As a consequence of the GFC, global markets and regulators undertook a delicate process of “compression”, to unwind the outstanding CDS positions back to their core underlying obligations, thereby averting a further credit squeeze as liquidity is released back into the market.

Post-GFC

Counterparty risk is now multi-dimensional. Exposures are complex and inter-related. It can apply to any credit-related obligation (loans, stored value cards, trade finance, supply chains etc.). It is not just a problem for banks, brokers and intermediaries. Corporate treasurers and CFOs are having to develop counterparty risk policies and procedures (e.g., managing individual bank lines of credit or reconciling supplier/customer trading terms).

It has also drawn attention to other factors for determining counterparty credit risk, beyond the nature and amount of the financial exposure, including:

  • Bank counterparty risk – borrowers and depositors both need to be reassured that their banks can continue to operate if there is any sort of credit event or market disruption. (During the GFC, some customers distributed their deposits among several banks – to diversify their bank risk, and to bring individual deposits within the scope of government-backed deposit guarantees)
  • Shareholder risk – companies like to diversify their share registry, by having a broad investor base; but, if stock markets are volatile, some shareholders are more likely to sell off their shares (e.g., overseas investors and retail investors) which impacts the market cap value when share prices fall
  • Concentration risk – in the past, concentration risk was mostly viewed from a portfolio perspective, and with reference to single name or sector exposures. Now, concentration risk has to be managed across a combination of attributes (geographic, industry, supply chain etc.)

Implications for Counterparty Risk Management

Since the GFC, market participants need to have better access to more appropriate data, and the ability to interrogate and interpret the data, for “hidden” or indirect exposures. For example, if your company is exporting to, say Greece, and you are relying on your customers’ local banks to provide credit guarantees, how confidant are you that the overseas bank will be able to step in if your client defaults on the payment?

Counterparty data is not always configured to easily uncover potential or actual risks, because the data is held in silos (by transactions, products, clients etc.) and not organized holistically (e.g., a single view of a customer by accounts, products and transactions, and their related parties such as subsidiaries, parent companies or even their banks).

Business transformation projects designed to improve processes and reduce risk tend to be led by IT or Change Management teams, where data is often an afterthought.

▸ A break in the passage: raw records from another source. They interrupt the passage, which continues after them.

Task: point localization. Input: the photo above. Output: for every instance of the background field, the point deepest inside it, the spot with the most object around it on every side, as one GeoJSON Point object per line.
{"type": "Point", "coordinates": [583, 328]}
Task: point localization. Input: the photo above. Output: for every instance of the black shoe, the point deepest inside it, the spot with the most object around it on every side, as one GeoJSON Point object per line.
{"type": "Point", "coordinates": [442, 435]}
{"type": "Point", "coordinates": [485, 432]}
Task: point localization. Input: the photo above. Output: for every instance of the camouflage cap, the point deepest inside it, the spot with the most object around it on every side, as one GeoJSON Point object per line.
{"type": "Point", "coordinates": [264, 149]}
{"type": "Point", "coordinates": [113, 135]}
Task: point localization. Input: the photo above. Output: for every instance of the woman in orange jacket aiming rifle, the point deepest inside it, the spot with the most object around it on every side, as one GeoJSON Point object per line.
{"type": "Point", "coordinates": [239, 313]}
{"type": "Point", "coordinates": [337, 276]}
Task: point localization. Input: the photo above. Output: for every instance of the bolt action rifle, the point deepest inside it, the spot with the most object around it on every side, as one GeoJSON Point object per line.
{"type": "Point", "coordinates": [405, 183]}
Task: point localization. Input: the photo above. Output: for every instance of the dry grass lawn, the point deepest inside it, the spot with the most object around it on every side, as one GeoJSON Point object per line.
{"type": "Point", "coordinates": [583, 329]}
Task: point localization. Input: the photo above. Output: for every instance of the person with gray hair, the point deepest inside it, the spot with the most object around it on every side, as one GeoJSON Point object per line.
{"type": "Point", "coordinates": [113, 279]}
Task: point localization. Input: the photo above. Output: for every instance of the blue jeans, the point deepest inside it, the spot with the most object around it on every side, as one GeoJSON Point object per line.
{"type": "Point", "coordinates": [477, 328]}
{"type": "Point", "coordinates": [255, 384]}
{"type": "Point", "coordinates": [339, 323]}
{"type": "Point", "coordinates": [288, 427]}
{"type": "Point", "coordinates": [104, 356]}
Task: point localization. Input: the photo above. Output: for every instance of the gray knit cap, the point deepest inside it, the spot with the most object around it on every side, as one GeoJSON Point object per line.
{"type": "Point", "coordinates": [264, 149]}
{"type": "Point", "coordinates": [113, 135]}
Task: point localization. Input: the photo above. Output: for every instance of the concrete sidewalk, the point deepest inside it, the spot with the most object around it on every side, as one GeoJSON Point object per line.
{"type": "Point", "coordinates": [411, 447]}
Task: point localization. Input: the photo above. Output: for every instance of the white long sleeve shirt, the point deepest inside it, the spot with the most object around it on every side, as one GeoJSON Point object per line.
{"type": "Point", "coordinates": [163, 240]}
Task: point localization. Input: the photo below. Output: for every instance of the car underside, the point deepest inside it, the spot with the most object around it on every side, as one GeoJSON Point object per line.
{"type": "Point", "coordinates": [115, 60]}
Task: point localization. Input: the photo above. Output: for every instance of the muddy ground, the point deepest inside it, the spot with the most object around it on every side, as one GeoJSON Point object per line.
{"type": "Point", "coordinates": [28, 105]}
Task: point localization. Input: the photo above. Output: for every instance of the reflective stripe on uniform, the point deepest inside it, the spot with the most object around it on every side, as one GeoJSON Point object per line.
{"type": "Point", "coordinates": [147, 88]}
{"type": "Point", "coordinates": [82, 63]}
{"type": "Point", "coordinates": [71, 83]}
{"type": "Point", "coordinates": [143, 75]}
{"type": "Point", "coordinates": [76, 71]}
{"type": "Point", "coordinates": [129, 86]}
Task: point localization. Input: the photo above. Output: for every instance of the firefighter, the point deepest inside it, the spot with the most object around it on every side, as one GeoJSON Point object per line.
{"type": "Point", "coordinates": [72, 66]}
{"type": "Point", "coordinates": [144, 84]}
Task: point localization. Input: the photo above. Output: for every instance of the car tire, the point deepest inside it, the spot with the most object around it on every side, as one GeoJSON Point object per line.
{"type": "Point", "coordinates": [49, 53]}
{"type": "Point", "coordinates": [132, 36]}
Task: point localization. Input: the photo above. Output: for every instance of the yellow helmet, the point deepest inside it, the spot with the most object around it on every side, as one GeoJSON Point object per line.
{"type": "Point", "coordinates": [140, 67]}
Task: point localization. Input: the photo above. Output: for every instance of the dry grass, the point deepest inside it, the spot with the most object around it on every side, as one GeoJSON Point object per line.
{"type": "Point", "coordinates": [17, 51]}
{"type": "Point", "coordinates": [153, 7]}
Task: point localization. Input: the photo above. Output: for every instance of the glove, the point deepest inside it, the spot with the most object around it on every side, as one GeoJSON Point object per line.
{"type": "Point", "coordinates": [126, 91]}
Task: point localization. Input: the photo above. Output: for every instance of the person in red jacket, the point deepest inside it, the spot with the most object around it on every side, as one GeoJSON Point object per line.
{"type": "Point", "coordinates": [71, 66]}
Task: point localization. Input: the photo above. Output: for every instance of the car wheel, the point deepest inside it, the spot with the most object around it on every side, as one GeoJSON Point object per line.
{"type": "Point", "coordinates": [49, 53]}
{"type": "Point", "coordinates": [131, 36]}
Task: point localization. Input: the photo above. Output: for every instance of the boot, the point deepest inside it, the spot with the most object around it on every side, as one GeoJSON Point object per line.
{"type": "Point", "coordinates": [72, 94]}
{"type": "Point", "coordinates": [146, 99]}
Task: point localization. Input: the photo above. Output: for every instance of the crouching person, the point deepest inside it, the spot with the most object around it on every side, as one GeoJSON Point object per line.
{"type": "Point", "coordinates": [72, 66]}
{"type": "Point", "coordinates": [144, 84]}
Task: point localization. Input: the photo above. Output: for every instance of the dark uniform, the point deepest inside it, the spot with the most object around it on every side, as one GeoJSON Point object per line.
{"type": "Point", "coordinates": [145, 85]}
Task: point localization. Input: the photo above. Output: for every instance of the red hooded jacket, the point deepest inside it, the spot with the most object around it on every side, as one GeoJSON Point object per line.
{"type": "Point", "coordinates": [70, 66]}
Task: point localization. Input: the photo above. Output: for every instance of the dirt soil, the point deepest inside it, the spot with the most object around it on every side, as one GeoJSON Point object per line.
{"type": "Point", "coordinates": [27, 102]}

Even where there is a focus on data management, the data governance is not rigorous and lacks structure, standards, stewardship and QA.

Typical vendor solutions for managing counterparty risk tend to be disproportionately expensive or take an “all or nothing” approach (i.e., enterprise solutions that favour a one-size-fits-all solution). Opportunities to secure incremental improvements are overlooked in favour of “big bang” outcomes.

Finally, solutions may already exist in-house, but it requires better deployment of available data and systems to realize the benefits (e.g., by getting the CRM to “talk to” the loan portfolio).

Opportunities for Fintech

The key lesson for fintech in managing counterparty risk is that more data, and more transparent data, should make it easier to identify potential problems. Since many fintech startups are taking advantage of better access to, and improved availability of, customer and transactional data to develop their risk-calculation algorithms, this should help them flag issues such as possible credit events before they arise.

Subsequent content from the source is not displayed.